Many decision and optimization problems on graphs and databases can be expressed in the language of logic. Meta-algorithms are algorithms that are not restricted to one particular problem. They can solve all problems that can be expressed by certain logical formulas, which makes them a very flexible tool.Several such meta-algorithms are already known. For first order logic the corresponding problems can be solved on certain graph classes as long as the graph classes have specific structural properties. For the more powerful monadic second order logic such algorithms exist, too, but work only on more restricted graph classes.In counting problems the number and sizes of sets play an important role. Such problems cannot be expressed in first order logic or only in a restricted way, but are practically highly relevant. To model counting problems it is possible to define corresponding counting logics. In the last years some results were achieved in this area, but many questions are still open.The goal of this project is to investigate which counting problems can be solved on what graph classes by efficient meta-algorithms. Here we want to distinguish between exact and approximate counting and also work on related problems like enumeration. Besides designing efficient algorithms we also want to find matching lower bounds. This line of research will be initiated by the following three problems that form a corner stone of the project:We consider a powerful counting logic, for which we already know that efficient evaluation is impossible even on very restricted graph classes.

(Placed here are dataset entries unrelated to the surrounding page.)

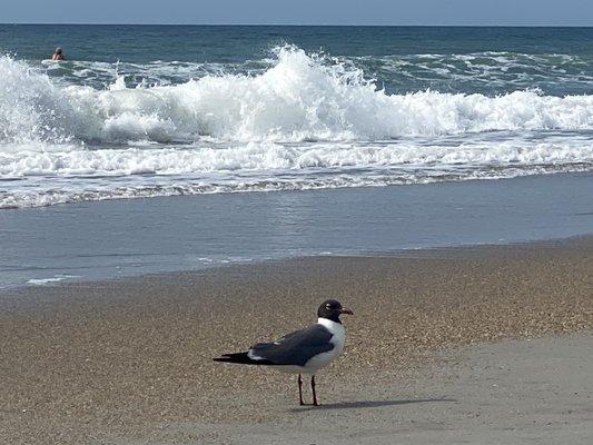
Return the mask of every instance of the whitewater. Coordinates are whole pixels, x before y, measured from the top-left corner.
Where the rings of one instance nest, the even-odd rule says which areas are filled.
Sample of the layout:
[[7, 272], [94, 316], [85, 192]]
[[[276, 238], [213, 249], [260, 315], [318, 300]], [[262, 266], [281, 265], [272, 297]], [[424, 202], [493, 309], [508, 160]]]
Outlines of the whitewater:
[[[508, 55], [464, 57], [510, 76]], [[592, 95], [389, 91], [380, 72], [414, 59], [394, 60], [373, 71], [295, 46], [240, 69], [1, 57], [0, 208], [593, 170]]]

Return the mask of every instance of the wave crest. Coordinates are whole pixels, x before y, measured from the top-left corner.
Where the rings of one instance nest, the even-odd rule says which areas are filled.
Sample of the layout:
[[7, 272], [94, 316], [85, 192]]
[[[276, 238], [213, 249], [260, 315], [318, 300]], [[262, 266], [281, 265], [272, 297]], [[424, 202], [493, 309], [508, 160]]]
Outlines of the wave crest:
[[593, 128], [592, 96], [538, 91], [387, 95], [352, 65], [284, 47], [256, 76], [207, 75], [176, 86], [61, 86], [0, 59], [0, 141], [379, 140], [495, 130]]

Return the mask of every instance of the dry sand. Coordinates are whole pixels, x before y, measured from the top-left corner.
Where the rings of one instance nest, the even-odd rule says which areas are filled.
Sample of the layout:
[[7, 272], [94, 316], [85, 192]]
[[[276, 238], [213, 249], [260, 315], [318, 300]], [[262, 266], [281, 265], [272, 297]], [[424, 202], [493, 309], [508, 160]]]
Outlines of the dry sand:
[[[592, 277], [577, 238], [11, 290], [0, 443], [580, 443]], [[319, 374], [324, 407], [296, 407], [289, 376], [210, 360], [312, 323], [327, 297], [356, 315]]]

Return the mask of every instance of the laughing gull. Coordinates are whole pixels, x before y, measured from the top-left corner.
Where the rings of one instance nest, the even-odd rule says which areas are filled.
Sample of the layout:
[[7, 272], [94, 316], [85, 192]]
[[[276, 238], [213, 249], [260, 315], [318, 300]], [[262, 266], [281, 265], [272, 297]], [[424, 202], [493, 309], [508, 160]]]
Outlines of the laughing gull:
[[317, 309], [319, 319], [305, 329], [295, 330], [277, 342], [258, 343], [245, 353], [224, 354], [215, 362], [236, 363], [241, 365], [269, 366], [274, 369], [298, 374], [298, 400], [303, 402], [302, 374], [309, 374], [313, 392], [313, 405], [317, 406], [315, 393], [315, 374], [336, 358], [344, 349], [346, 333], [339, 316], [353, 314], [342, 307], [339, 301], [328, 299]]

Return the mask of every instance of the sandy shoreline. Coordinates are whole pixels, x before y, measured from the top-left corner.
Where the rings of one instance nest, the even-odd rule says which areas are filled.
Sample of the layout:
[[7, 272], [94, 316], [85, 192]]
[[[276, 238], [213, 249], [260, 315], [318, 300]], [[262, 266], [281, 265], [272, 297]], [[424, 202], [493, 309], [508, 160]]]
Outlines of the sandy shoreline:
[[[344, 357], [319, 375], [322, 403], [335, 407], [368, 400], [363, 387], [380, 395], [415, 382], [435, 350], [593, 328], [592, 276], [593, 238], [583, 237], [9, 290], [0, 296], [0, 438], [241, 443], [216, 425], [298, 424], [296, 385], [210, 358], [313, 322], [326, 297], [356, 312]], [[352, 423], [373, 412], [318, 416]], [[376, 435], [393, 429], [384, 423]], [[202, 428], [172, 434], [171, 425]]]

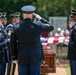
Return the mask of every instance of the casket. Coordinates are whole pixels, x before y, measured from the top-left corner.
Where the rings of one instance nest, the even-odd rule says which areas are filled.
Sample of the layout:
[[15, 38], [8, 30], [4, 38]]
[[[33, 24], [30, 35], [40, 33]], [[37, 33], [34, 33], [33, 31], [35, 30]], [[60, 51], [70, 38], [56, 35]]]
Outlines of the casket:
[[55, 51], [48, 46], [43, 46], [45, 61], [41, 65], [41, 73], [55, 73]]

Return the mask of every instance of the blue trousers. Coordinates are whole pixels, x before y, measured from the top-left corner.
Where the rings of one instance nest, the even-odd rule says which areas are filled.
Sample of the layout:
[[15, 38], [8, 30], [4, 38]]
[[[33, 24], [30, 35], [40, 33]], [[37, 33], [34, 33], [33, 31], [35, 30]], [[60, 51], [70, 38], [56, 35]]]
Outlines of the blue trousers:
[[[12, 66], [12, 59], [10, 59], [9, 62], [8, 62], [7, 75], [10, 75], [11, 66]], [[14, 63], [13, 64], [13, 69], [12, 69], [12, 75], [14, 75], [14, 73], [15, 73], [15, 68], [16, 68], [16, 64]]]
[[40, 75], [41, 62], [34, 63], [32, 65], [20, 65], [18, 64], [19, 75]]
[[0, 63], [0, 75], [5, 75], [6, 63]]
[[71, 75], [76, 75], [76, 60], [70, 60]]

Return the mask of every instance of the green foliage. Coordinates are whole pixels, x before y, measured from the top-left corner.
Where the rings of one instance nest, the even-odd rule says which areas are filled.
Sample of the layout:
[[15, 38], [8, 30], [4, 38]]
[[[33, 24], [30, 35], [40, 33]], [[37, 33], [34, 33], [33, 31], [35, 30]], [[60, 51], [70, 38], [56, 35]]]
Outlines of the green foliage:
[[44, 18], [68, 16], [71, 8], [76, 8], [76, 0], [0, 0], [0, 11], [8, 14], [20, 11], [24, 5], [34, 5], [36, 13]]
[[71, 75], [71, 73], [70, 73], [70, 67], [69, 66], [66, 67], [66, 72], [67, 72], [67, 75]]

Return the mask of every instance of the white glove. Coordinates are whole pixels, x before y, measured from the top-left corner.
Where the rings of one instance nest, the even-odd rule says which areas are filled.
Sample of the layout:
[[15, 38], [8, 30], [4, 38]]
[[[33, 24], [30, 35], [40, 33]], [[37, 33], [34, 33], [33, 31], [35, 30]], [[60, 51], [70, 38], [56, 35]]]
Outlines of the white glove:
[[34, 15], [38, 20], [41, 20], [41, 19], [42, 19], [42, 17], [41, 17], [40, 15], [36, 14], [36, 13], [33, 13], [33, 15]]
[[17, 63], [18, 63], [18, 60], [14, 60], [13, 62], [14, 62], [15, 64], [17, 64]]

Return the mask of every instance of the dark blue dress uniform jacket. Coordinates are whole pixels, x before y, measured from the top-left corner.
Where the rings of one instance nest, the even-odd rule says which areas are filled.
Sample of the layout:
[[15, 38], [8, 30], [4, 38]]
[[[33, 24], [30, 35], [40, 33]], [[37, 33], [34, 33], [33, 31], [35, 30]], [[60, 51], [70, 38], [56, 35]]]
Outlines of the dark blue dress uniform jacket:
[[7, 62], [7, 53], [6, 53], [6, 46], [7, 46], [7, 35], [3, 27], [0, 26], [0, 63]]
[[11, 34], [11, 56], [19, 64], [32, 64], [44, 60], [40, 34], [52, 31], [53, 26], [34, 23], [30, 18], [24, 19]]
[[68, 59], [76, 60], [76, 23], [70, 30], [70, 39], [68, 44]]

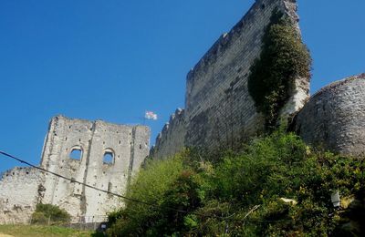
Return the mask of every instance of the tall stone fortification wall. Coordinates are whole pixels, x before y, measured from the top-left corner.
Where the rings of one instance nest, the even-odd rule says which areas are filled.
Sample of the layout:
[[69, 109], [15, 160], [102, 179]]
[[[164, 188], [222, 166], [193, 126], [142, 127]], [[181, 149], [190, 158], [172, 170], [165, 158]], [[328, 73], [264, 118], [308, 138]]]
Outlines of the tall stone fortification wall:
[[[263, 129], [264, 119], [248, 93], [247, 77], [275, 8], [297, 26], [296, 1], [257, 0], [189, 72], [183, 118], [162, 130], [152, 157], [168, 157], [183, 146], [214, 149]], [[308, 98], [308, 79], [297, 78], [296, 86], [283, 116], [300, 109]], [[171, 140], [177, 146], [168, 147]]]
[[313, 95], [296, 131], [312, 145], [342, 154], [365, 153], [365, 74], [334, 82]]
[[[41, 167], [101, 190], [122, 193], [130, 177], [148, 156], [149, 140], [150, 129], [145, 126], [116, 125], [57, 116], [52, 118], [49, 125]], [[78, 158], [70, 157], [73, 150], [79, 151]], [[104, 160], [106, 154], [111, 155], [112, 160]], [[26, 188], [22, 186], [23, 178], [17, 175], [11, 180], [4, 180], [0, 193], [5, 190], [13, 191], [11, 187], [14, 185], [17, 185], [18, 190], [22, 187], [29, 189], [29, 197], [22, 201], [19, 196], [16, 205], [29, 201], [29, 210], [34, 210], [36, 202], [51, 203], [65, 209], [73, 217], [102, 216], [120, 205], [118, 197], [51, 174], [35, 170], [34, 175], [38, 178], [30, 180]], [[0, 196], [0, 203], [13, 197], [12, 192]], [[6, 204], [4, 208], [11, 208], [12, 205]]]

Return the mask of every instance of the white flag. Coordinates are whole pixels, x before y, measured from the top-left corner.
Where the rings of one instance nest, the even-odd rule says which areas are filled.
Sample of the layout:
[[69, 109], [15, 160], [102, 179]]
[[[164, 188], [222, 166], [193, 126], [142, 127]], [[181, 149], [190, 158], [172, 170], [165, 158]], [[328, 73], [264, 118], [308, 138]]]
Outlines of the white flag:
[[157, 114], [153, 113], [152, 111], [146, 111], [144, 114], [144, 118], [157, 120]]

We want to design an efficient approximate evaluation algorithm for this logic.Furthermore we want to find meta-algorithms for counting problems with parity conditions by investigating first order logic with modulo counting.The partial dominating set problem is to find a set of vertices that dominate half of the graph. We investigate a counting logic that ispowerful enough to handle this and similar problems. In that way we want efficiently to solve several domination- and covering problems on graph classes that are as general as possible.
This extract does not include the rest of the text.